On sait depuis longtemps que les personnes en état de « mort cérébrale » (vivantes sur le plan biologique, mais déclarées décédées sur le plan légal) constituent d'excellents sujets d'expérimentation. Depuis des années, des personnes atteintes de lésions cérébrales sont utilisées comme hôtes de xénogreffes dans le cadre d'expériences portant sur des foies et des reins de porcs génétiquement modifiés. C'est précisément parce qu'elles sont si stables sur le plan physiologique que ces personnes peuvent être maintenues sous assistance respiratoire pendant des semaines, voire des mois, le temps d'évaluer leurs réactions face à des organes animaux étrangers. Une fois l'expérience terminée, la personne est sacrifiée et sa dépouille est envoyée au service de pathologie pour subir des analyses anatomiques macroscopiques et microscopiques approfondies.
L’année dernière, des scientifiques ont été vivement critiqués pour avoir proposé de créer des « bodyoïdes », c'est-à-dire des clones humains dépourvus de conscience, cultivés dans des utérus artificiels, à des fins de recherche.
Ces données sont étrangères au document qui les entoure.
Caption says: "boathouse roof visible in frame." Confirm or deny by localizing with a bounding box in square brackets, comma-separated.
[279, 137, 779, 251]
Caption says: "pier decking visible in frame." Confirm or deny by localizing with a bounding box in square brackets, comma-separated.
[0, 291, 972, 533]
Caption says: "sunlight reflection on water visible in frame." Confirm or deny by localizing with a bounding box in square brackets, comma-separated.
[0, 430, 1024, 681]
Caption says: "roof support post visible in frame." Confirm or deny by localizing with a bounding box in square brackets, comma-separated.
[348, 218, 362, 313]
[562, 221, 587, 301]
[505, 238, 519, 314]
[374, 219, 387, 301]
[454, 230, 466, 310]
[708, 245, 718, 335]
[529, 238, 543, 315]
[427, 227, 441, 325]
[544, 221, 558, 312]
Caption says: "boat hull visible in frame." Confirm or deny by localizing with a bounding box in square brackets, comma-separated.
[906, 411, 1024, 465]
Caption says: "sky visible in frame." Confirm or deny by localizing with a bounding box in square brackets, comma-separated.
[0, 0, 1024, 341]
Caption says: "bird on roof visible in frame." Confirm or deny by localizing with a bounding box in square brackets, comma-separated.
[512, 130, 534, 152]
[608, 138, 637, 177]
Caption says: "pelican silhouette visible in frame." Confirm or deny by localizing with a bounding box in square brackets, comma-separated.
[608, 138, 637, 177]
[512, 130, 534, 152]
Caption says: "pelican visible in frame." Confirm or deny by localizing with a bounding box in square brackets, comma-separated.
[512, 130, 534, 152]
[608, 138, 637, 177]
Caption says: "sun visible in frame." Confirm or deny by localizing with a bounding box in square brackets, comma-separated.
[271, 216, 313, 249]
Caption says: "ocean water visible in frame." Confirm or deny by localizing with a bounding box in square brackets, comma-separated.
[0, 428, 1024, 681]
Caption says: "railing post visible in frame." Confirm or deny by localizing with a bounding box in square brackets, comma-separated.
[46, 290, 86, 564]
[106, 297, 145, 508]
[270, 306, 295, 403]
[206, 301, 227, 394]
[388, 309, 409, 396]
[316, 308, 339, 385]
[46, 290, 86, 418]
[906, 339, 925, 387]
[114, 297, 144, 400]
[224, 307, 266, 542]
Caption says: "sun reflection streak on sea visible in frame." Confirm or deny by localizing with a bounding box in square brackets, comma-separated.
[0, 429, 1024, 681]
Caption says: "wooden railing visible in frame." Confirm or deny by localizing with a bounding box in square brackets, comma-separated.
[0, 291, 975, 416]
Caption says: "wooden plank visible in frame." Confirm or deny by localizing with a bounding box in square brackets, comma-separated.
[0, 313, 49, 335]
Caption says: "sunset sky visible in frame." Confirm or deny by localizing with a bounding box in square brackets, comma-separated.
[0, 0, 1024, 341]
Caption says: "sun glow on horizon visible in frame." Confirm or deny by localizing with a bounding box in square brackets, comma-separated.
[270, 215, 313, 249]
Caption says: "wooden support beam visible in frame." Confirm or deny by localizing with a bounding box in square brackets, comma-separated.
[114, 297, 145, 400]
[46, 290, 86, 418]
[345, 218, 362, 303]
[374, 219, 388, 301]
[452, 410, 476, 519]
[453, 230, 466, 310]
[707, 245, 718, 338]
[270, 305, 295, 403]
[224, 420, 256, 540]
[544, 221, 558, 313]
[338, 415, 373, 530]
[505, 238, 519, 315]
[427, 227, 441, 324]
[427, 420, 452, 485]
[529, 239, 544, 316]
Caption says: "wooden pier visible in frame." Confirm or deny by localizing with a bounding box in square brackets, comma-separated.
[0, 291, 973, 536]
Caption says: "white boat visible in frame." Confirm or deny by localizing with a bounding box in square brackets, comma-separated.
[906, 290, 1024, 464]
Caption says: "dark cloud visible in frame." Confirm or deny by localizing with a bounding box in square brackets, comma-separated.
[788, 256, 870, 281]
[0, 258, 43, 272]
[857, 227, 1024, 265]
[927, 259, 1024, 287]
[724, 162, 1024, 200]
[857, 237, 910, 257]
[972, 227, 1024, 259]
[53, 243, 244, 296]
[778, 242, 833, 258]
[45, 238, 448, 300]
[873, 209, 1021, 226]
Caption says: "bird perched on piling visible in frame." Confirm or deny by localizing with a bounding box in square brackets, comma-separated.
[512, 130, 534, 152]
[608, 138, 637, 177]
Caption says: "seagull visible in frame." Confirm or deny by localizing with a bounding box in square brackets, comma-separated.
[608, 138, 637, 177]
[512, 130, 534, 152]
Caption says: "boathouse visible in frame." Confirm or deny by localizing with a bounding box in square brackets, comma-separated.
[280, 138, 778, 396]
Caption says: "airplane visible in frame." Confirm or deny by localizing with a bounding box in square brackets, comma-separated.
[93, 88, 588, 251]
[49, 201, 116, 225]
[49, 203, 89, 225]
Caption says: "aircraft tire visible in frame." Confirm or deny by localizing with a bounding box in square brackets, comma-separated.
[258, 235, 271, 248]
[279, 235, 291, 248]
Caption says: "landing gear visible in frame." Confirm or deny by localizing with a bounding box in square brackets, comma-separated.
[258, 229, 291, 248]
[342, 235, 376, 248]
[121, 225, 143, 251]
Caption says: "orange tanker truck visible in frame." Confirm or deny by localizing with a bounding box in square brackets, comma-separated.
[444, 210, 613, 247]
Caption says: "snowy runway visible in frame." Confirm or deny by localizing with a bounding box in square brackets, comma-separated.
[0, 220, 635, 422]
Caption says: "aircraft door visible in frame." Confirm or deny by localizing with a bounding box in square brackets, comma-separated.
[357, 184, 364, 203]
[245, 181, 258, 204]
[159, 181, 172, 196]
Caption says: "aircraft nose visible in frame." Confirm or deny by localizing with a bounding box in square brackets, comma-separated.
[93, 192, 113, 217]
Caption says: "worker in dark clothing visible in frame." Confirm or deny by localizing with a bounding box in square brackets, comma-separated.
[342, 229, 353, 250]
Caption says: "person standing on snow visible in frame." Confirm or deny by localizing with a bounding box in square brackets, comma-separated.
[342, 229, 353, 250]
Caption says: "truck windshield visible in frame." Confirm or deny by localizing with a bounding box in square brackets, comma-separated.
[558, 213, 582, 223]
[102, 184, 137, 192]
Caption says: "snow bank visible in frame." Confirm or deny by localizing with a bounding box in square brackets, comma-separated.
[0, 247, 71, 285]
Poussez-vous, les bodyoïdes, l’ouverture de bioemporia remplis de néomorts permet aujourd’hui de mener de telles expérimentations sur de véritables êtres humains, sans attendre.
Le Dr Gaylin avait anticipé notre répulsion à l'idée d'expérimentations sur des personnes atteintes de troubles neurologiques. Il concluait ainsi son article prophétique de 1974 :
« Et pourtant, une fois tous les avantages exposés, le potentiel de sauvetage de vies clairement établi, les objectifs humanitaires évidents, la technologie prête, les motivations pures et les coûts matériels justifiés, comment concilier nos émotions ? Où, dans ce grand livre des comptes où sont inscrits les membres, les foies et les reins, ainsi que les coûts, devons-nous peser et inscrire la répugnance suscitée par l'ensemble de cette entreprise philanthropique ? L’analyse coûts-bénéfices est toujours la moins satisfaisante lorsque les coûts sont mesurés dans un domaine et les bénéfices dans un autre. Elle est particulièrement biaisée lorsque les avantages sont spécifiques, matériels, apparents et immédiats, tandis que le prix à payer est général, spirituel, abstrait et futur. C'est ce qui pousse les gens à troquer la liberté contre la sécurité, la fierté contre le confort, la dignité contre de l'argent… Préserver la vie est un argument de poids en faveur de n'importe quelle mesure, mais pas si cette mesure détruit les qualités mêmes qui font que la vie vaut la peine d'être préservée. »
Les personnes en état de mort cérébrale ne sont pas mortes. Ce ne sont pas des « néomorts » ; ce sont des êtres humains. Utiliser des personnes encore biologiquement vivantes à des fins d'expérimentation constitue un scandale moral qu'il faut dénoncer et auquel il faut mettre fin.